El desconocido inclinó reflexivamente la cabeza, permaneció un instante en silencio y luego prosiguió diciendo Don Bosco:
-Os es necesario pensar en el porvenir. Aún os restan algunos días de vida; si los aprovecháis para volver al seno de la Iglesia e implorar la misericordia de Dios, seréis salvo, y salvo para siempre. En caso contrario moriréis como incrédulo réprobo, y todo concluirá para vos. Os hablaré aún más claro. No os queda sino este terrible dilema: o la nada, según vuestra opinión, o un eterno suplicio según la mía y la de todo el mundo.

-En vuestro lenguaje yo no veo religión ni filosofía, sino una palabra afectuosa que no rehúso escuchar. Ninguno de mis amigos bien versados en filosofía, han resuelto aún este problema: eternidad desgraciada o nada. Dos ideas igualmente terribles. Meditaré en lo que me habéis dicho, y si me lo permitís, volveré a veros.

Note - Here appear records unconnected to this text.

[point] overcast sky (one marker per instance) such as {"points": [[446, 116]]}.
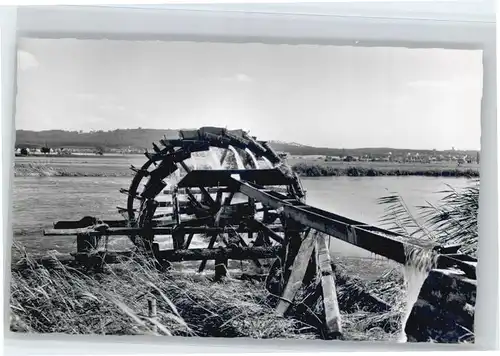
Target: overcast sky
{"points": [[318, 95]]}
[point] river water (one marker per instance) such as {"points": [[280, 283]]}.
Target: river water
{"points": [[40, 201]]}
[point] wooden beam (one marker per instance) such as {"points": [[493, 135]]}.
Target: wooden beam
{"points": [[330, 302], [126, 231], [299, 268]]}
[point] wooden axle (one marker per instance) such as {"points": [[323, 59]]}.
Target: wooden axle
{"points": [[125, 231], [214, 190], [196, 254]]}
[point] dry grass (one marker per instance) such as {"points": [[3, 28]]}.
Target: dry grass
{"points": [[64, 298]]}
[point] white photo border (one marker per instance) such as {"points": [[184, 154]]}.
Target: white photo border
{"points": [[169, 24]]}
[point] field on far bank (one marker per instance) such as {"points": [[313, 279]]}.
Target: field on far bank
{"points": [[315, 166], [311, 166]]}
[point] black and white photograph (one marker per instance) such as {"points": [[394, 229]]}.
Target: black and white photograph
{"points": [[246, 190]]}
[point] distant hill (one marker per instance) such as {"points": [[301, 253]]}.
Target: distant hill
{"points": [[142, 139]]}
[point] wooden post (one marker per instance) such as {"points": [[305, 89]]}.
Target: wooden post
{"points": [[297, 274], [83, 243], [220, 268], [175, 205], [332, 312], [178, 239], [152, 312]]}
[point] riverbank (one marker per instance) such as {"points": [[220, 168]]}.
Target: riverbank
{"points": [[355, 170], [65, 299], [302, 169]]}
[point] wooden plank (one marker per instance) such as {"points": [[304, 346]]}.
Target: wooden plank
{"points": [[125, 231], [299, 268], [330, 302]]}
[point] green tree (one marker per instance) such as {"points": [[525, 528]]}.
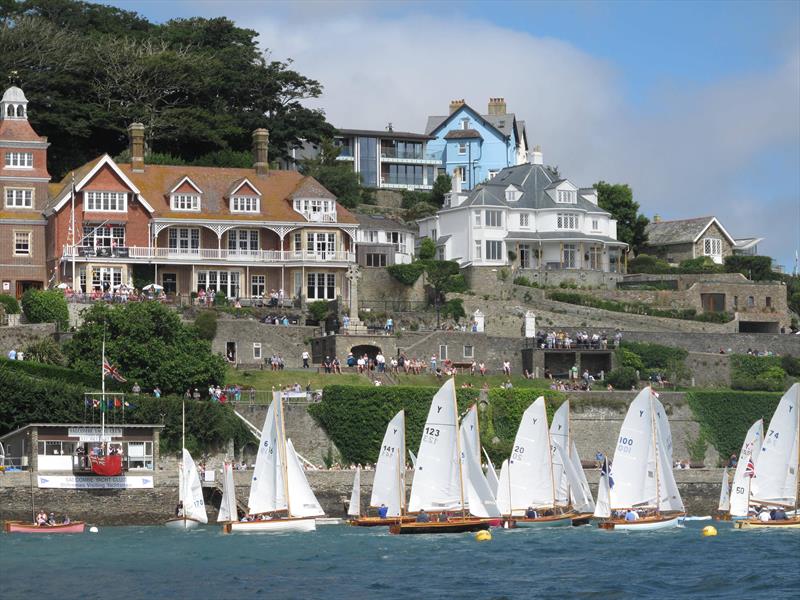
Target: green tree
{"points": [[618, 200], [150, 345]]}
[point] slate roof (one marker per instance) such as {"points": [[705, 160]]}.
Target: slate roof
{"points": [[678, 231], [533, 181]]}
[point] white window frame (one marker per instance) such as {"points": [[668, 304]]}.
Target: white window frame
{"points": [[185, 202], [246, 204], [19, 197], [22, 243], [19, 160]]}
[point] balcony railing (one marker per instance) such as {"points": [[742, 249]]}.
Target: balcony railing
{"points": [[212, 254]]}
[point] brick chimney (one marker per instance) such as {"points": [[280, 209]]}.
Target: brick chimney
{"points": [[136, 147], [455, 105], [497, 106], [261, 151]]}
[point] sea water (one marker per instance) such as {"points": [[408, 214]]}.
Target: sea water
{"points": [[341, 562]]}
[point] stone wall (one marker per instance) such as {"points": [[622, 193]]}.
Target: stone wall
{"points": [[20, 336]]}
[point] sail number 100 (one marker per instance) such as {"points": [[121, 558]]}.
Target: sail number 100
{"points": [[625, 444]]}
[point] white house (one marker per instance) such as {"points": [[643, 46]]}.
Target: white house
{"points": [[528, 217]]}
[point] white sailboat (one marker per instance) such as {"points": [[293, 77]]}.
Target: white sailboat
{"points": [[641, 477], [774, 484], [527, 480], [227, 506], [281, 500], [438, 484], [191, 510], [389, 483]]}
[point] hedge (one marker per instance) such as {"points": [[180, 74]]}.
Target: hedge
{"points": [[725, 417], [355, 417], [757, 373], [28, 399]]}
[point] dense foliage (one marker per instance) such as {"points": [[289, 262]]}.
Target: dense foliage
{"points": [[9, 304], [726, 416], [757, 373], [355, 417], [149, 344], [46, 306], [200, 86], [48, 396]]}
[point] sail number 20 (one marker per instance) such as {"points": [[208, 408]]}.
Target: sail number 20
{"points": [[625, 444]]}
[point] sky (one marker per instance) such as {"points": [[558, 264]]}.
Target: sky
{"points": [[696, 105]]}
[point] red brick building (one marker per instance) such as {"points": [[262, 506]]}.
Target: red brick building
{"points": [[24, 185]]}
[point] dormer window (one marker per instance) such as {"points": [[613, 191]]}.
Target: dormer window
{"points": [[106, 201], [566, 197], [245, 204], [185, 202]]}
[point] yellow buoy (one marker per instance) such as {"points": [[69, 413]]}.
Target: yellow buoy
{"points": [[709, 531]]}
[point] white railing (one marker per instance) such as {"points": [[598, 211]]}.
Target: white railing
{"points": [[214, 254]]}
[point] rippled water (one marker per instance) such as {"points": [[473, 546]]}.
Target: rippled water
{"points": [[353, 563]]}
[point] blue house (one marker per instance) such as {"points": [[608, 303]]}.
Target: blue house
{"points": [[475, 147]]}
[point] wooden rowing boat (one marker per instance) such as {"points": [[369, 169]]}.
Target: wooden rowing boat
{"points": [[455, 525], [23, 527]]}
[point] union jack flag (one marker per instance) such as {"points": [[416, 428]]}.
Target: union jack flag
{"points": [[109, 369]]}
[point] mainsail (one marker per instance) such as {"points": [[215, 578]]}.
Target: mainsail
{"points": [[388, 487], [775, 481], [227, 506], [748, 458], [437, 480]]}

Después de algunas palabras más, aquel señor estrechó la mano de Don Bosco, le dio una tarjeta y se retiró. Don Bosco leyó entonces el nombre de la visita: VICTOR HUGO. Era el famoso poeta y novelista, que a la sazón tenía 81 años.

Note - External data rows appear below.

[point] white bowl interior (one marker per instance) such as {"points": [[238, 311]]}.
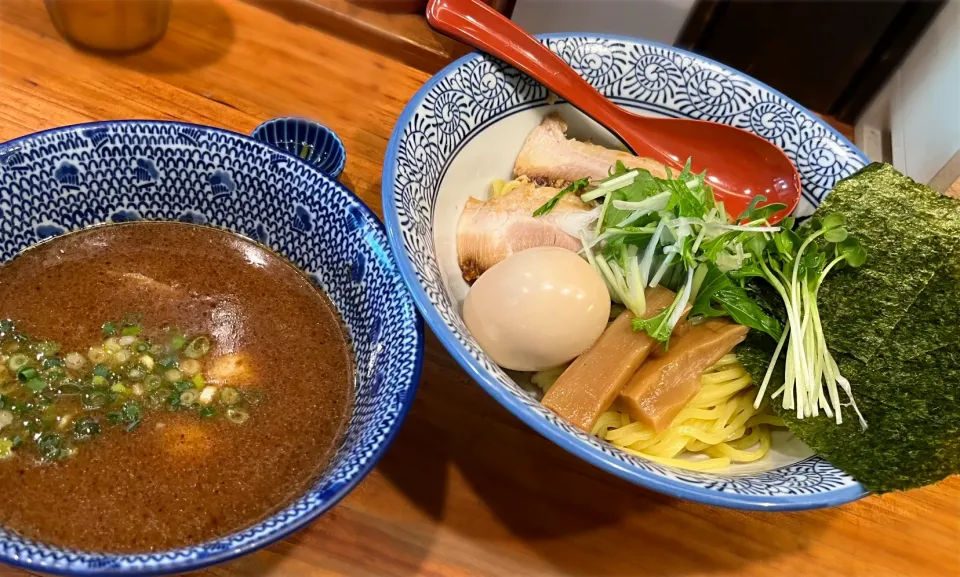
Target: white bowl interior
{"points": [[491, 154]]}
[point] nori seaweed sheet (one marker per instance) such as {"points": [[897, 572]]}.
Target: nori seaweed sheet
{"points": [[907, 239], [933, 321], [907, 383], [913, 422]]}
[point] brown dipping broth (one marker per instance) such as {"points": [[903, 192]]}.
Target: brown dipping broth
{"points": [[177, 479]]}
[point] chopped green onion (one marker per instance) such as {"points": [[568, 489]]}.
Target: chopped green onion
{"points": [[85, 428], [16, 362], [26, 373], [49, 445], [127, 340], [229, 396], [237, 416], [188, 397], [94, 399], [152, 382], [47, 348], [146, 362], [75, 361], [182, 386], [197, 348], [36, 385]]}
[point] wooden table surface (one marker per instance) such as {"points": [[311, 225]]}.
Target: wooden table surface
{"points": [[466, 489]]}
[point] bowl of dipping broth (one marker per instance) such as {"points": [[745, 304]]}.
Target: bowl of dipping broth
{"points": [[205, 345], [481, 174]]}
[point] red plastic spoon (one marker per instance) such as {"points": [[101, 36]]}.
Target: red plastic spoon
{"points": [[739, 164]]}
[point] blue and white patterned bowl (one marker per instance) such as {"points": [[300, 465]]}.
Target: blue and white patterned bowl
{"points": [[68, 178], [466, 126], [307, 139]]}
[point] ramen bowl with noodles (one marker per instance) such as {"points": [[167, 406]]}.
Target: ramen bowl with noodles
{"points": [[454, 152], [209, 339]]}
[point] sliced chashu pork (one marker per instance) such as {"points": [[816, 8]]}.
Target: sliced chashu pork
{"points": [[549, 157], [489, 231]]}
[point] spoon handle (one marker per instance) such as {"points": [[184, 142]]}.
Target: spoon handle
{"points": [[478, 25]]}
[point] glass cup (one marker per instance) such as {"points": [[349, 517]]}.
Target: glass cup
{"points": [[110, 25]]}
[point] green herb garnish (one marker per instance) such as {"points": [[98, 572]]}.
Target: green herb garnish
{"points": [[573, 187]]}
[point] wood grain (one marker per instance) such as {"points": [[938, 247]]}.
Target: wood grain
{"points": [[404, 37], [466, 489]]}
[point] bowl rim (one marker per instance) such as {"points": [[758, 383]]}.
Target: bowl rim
{"points": [[162, 566], [637, 476]]}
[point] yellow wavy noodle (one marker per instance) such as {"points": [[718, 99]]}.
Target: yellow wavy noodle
{"points": [[718, 427]]}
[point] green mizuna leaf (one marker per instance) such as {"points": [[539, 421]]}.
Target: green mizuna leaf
{"points": [[573, 187], [913, 436], [733, 301], [893, 218]]}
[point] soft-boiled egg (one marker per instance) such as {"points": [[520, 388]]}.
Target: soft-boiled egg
{"points": [[537, 309]]}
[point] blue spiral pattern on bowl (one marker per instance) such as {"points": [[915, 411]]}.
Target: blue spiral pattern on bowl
{"points": [[477, 91], [69, 178], [306, 139]]}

Al día siguiente a la misma hora, Víctor Hugo volvió. Un misterioso hechizo lo arrastraba, contra su voluntad, hacia Don Bosco, a quien asió la mano, y estrechándosela afectuosamente le dijo:
-Ya no soy el mismo de otro día. Me he chanceado al presentarme como incrédulo. Yo soy Víctor Hugo y os ruego que seáis mi amigo. Creo en la inmortalidad del alma, creo en Dios y espero morir en brazos de un sacerdote católico que recomiende mi alma al Creador.

A los pocos días salió San Juan Bosco de París, y Víctor Hugo no pudo verle más, como lo hubiera deseado.